Я возвращался на попутной машине из Селищева, военного городка аракчеевских времен, лежащего на берегу Волхова. Мы только что перебрались через реку, и наша полуторатонка, гремя разболтанными болтами, кашляя и задыхаясь, стала карабкаться по береговому откосу, когда навстречу нам вышли лыжники-автоматчики. Из-под круглых зеленых касок глядели усталые мальчишеские лица. Очень новые, с необмявшимися воротниками шинели, необстрелянное оружие за спиной, блестящие, как зеркало, шанцевые лопатки, не отрывшие ни одного окопчика, говорили о том, что эти автоматчики — молодые бойцы пополнения. Маршевый батальон не держал строя, и многие из автоматчиков ложились на снег для короткой передышки: кто — ничком, кто — свернувшись калачиком. Иные жадно, горстями, запихивали себе в рот пушистый сухой снег. Но были более выносливые или более упрямые. Согнувшись и не глядя по сторонам, они упорно шагали обочь дороги с лыжами на плече.

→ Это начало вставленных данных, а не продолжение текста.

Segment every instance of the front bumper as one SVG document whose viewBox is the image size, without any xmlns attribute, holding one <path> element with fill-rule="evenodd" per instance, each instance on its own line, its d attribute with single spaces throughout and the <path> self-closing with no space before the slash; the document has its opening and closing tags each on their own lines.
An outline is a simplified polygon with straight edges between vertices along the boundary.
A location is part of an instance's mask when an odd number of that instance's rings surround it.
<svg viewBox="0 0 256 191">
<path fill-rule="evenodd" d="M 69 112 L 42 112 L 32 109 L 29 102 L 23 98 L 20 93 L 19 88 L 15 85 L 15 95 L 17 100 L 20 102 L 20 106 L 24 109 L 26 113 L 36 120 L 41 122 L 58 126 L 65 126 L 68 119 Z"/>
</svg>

Промчалась штабная «эмка». Сзади нее, привязавшись ремнем к буферу, несся, присев на корточки, молодой лыжник. Вслед ему полетели веселые выкрики и шутки, забавная его выдумка как будто вернула бодрость уставшим паренькам. Они сдвигали на затылки глубокие каски, чтобы полюбоваться на своего лихого товарища.
Пронесясь мимо нас, боец поднял голову, и я узнал беспечное, нежное, с чуть монгольским разрезом глаз, красивое, дерзкое, дорогое лицо Кольки. Я что-то заорал и на ходу вывалился из кузова.
Штабная машина быстро удалялась к Волхову. Размахивая руками и крича во все горло, я бежал следом за ней. Коля приподнялся, — я чувствовал, он силится меня разглядеть, но расстояние между мной и машиной быстро увеличивалось. Лыжники провожали меня удивленными взглядами. Я выбежал на берег Волхова, когда машина уже подпрыгивала на досках моста.
Впереди лежал замерзший, в черных полыньях, Волхов. Правый берег тонул в сумерках, а наш как-то печально светился, словно по его откосам расстелили бледные ризы. Никогда не забыть мне щемящей тоски закатов Приволховья. Казалось, что солнце, исчерпав свою скудную, бедную силу, навсегда прощается с землей, медленно и блекло навек умирает день…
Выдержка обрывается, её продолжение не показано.